Pakistan arrests Afghan kidnap suspect

Pakistani security forces have arrested the head of a militant Islamic group suspected in the kidnapping of three UN workers - including Irishwoman Annetta Flanigan - in Afghanistan in October.

Pakistan arrests Afghan kidnap suspect

Pakistani security forces have arrested the head of a militant Islamic group suspected in the kidnapping of three UN workers - including Irishwoman Annetta Flanigan - in Afghanistan in October.

Syed Akbar Agha, chief of Jaish-al Muslimeen, or Army of Muslims, was captured in the south-western city of Quetta this week, Information Minister Sheikh Rashid Ahmed said.

He gave no other details.

Armed men seized Annetta Flanigan from Northern Ireland, Philippine diplomat Angelito Nayan and Shqipe Hebibi of Kosovo on October 28. They were freed unharmed in the Afghan capital, Kabul, on November 23 and returned to their homes.

Pakistan has been looking for Agha, who used a mobile phone to contact some media to claim responsibility for the abduction.

Afghan and US officials had sought Islamabad’s help to track him down, an intelligence official said.

The official, speaking on condition of anonymity, said Agha’s real name was Haji Fazal Karim.

“He (Agha) was captured with his wives and children this week, but the women and children were later freed,” he said.

After the kidnapping, Afghan Interior Minister Ali Ahmad Jalali said Agha’s group may have hired bandits to abduct the UN workers, who helped organise Afghanistan’s October 9 presidential election.

Agha last month said that he would free the trio if Aghan authorities accepted the group’s demand for the release of 26 prisoners held in Afghanistan and elsewhere.

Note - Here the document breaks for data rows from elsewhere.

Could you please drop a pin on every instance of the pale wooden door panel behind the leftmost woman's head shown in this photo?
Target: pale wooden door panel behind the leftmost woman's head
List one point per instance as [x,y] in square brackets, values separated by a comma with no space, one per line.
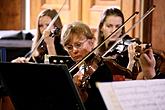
[70,12]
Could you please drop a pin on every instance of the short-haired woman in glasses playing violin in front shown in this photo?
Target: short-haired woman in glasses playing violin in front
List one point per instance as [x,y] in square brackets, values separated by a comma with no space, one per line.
[78,40]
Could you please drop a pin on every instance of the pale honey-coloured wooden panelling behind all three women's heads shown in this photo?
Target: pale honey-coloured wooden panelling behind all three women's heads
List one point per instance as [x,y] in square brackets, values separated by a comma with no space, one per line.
[89,11]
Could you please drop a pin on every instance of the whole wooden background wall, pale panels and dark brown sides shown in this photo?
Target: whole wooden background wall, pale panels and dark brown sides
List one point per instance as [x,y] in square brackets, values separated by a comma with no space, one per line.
[12,15]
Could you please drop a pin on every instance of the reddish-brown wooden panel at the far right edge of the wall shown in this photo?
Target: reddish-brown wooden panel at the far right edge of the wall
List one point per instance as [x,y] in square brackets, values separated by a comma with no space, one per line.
[158,25]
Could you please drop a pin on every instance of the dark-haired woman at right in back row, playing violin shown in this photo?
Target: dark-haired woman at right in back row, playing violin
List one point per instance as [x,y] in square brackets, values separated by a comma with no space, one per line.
[111,19]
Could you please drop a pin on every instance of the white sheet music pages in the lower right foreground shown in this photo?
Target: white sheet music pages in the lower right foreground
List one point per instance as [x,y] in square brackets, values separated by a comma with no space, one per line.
[134,95]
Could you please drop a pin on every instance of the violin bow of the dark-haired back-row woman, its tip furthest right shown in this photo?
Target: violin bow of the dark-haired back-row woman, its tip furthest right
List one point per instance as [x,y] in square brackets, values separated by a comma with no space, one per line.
[137,22]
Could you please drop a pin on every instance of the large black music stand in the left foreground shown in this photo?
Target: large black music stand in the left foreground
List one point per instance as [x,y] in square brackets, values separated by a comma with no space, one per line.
[40,86]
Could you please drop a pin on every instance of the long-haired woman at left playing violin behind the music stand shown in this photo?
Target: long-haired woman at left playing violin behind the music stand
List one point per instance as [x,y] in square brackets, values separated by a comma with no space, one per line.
[51,43]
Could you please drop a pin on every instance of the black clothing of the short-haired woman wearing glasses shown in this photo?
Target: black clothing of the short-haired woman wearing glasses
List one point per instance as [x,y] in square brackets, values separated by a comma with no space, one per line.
[95,100]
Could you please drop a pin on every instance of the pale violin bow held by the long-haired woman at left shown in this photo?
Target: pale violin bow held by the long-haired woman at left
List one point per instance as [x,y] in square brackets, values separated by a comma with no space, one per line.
[29,54]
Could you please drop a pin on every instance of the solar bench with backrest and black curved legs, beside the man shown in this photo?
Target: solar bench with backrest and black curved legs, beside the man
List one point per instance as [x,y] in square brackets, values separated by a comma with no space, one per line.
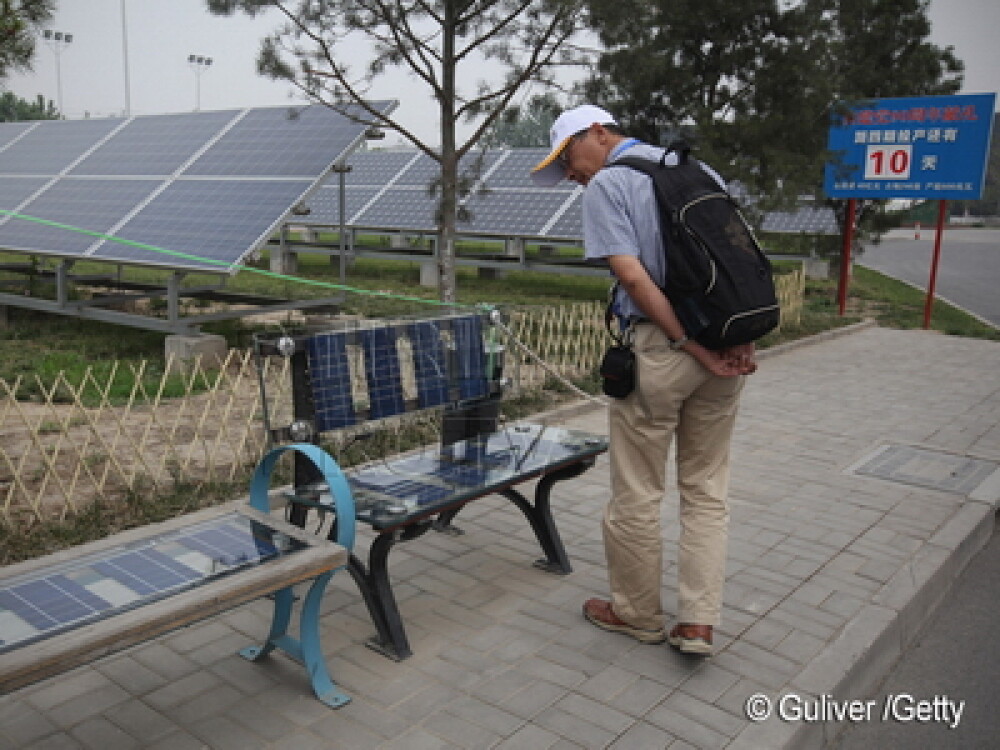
[354,377]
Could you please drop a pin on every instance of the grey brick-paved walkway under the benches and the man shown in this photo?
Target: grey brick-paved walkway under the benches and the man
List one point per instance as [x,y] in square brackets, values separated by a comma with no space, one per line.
[830,573]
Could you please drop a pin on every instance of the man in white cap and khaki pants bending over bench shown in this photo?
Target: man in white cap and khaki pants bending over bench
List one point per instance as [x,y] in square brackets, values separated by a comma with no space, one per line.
[683,391]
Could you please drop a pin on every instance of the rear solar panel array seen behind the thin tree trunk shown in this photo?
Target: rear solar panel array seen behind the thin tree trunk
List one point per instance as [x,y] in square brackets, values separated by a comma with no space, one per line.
[395,190]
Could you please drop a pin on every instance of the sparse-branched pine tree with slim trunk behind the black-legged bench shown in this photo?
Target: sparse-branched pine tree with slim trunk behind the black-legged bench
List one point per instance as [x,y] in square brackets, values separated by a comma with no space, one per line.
[443,44]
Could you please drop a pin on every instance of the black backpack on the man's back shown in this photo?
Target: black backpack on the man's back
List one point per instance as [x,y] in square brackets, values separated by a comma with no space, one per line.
[718,279]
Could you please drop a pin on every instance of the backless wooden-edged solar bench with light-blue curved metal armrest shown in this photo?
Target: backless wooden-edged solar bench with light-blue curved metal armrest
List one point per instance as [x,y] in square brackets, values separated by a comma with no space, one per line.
[77,605]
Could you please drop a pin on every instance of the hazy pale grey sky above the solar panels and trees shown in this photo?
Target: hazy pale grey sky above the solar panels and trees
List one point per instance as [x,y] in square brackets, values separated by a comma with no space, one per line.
[161,34]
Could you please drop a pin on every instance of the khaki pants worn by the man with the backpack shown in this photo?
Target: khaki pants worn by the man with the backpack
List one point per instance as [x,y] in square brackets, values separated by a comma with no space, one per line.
[674,395]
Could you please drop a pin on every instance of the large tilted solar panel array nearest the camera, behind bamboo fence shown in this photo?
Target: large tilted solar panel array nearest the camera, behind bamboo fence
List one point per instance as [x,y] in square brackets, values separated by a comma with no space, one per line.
[215,185]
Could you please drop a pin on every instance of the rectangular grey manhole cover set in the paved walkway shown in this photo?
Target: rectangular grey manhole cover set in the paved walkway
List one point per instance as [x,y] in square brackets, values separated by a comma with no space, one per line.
[927,468]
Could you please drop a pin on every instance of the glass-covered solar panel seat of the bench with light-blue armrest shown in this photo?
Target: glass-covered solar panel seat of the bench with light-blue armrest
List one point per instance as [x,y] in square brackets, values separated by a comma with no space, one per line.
[83,591]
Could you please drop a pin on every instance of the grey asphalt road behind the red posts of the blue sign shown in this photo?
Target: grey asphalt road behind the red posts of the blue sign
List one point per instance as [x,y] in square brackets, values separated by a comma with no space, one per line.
[968,274]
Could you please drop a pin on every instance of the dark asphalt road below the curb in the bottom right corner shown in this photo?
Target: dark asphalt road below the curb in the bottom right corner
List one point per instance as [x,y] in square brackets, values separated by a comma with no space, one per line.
[956,658]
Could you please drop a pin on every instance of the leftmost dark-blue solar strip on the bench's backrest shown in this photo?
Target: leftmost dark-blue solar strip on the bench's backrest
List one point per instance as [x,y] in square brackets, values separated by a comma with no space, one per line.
[330,375]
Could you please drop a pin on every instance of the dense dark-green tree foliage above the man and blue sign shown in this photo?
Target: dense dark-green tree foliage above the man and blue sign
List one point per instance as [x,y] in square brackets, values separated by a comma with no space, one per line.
[755,83]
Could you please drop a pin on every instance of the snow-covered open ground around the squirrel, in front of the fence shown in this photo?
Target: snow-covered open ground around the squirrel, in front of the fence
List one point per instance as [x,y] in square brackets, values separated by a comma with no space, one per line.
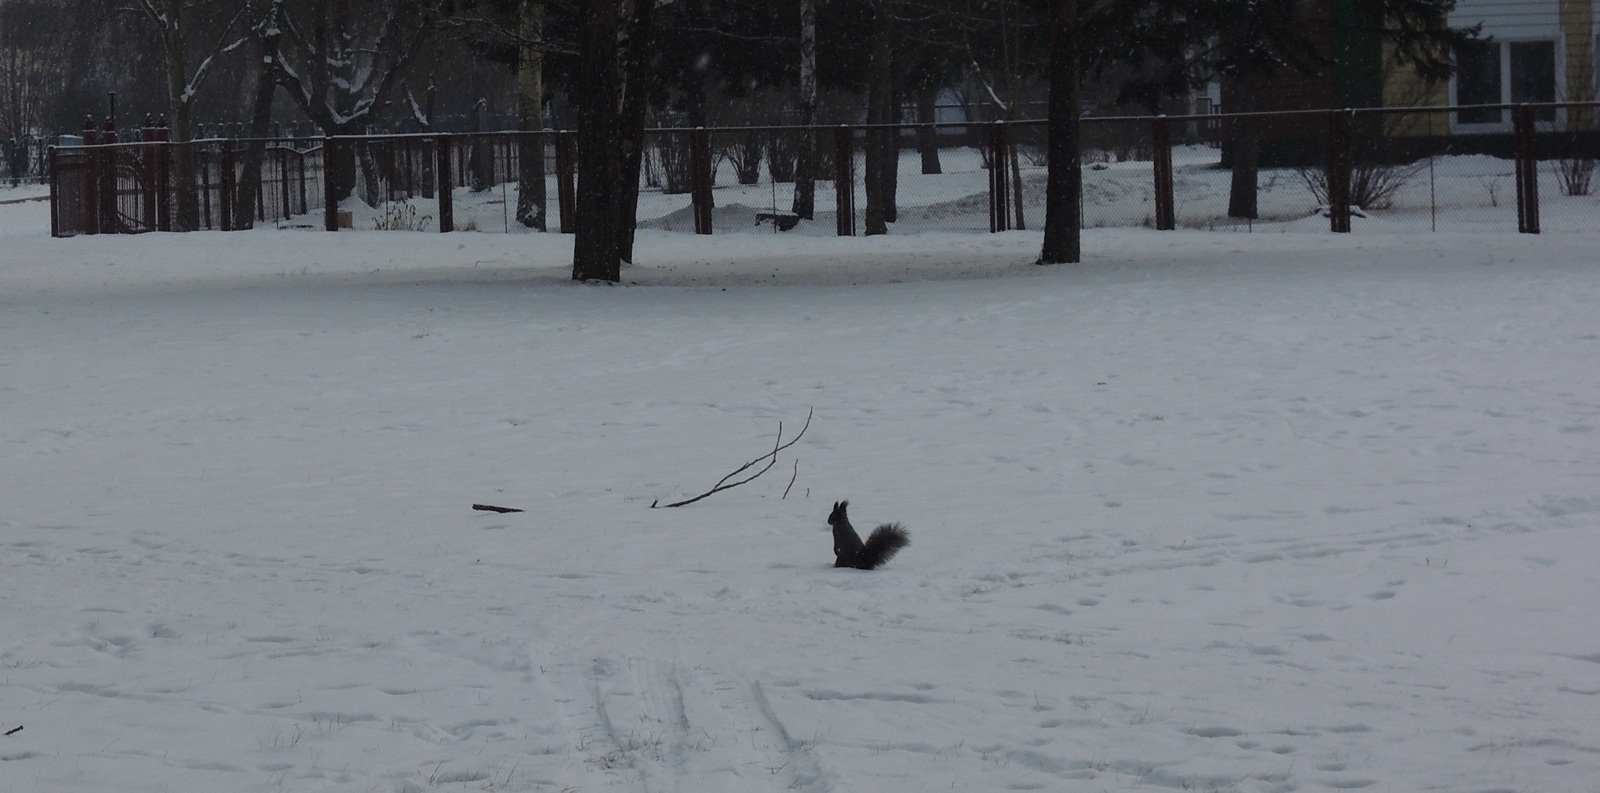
[1289,512]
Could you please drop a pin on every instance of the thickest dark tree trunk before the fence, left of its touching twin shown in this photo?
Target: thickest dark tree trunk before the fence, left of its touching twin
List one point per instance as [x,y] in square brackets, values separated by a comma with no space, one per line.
[598,244]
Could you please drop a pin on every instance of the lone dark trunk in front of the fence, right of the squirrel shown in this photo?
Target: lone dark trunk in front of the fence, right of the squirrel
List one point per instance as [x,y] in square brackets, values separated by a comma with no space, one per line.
[1063,210]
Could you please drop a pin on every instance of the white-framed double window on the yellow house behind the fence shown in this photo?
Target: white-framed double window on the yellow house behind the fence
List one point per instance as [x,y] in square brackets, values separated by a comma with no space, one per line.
[1495,73]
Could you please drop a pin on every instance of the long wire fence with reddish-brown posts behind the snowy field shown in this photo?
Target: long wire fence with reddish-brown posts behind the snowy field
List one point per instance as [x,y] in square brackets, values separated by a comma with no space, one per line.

Agha’s group said 15 of the prisoners they wanted released were seized by American troops near the southern border town of Spin Boldak last month. The others were detained earlier and some may have been transferred to Guantanamo Bay, Cuba.

Afghan officials insist the three were freed without the payment of a ransom or any other concessions being made to the kidnappers, who abandoned their captives on a street in Kabul.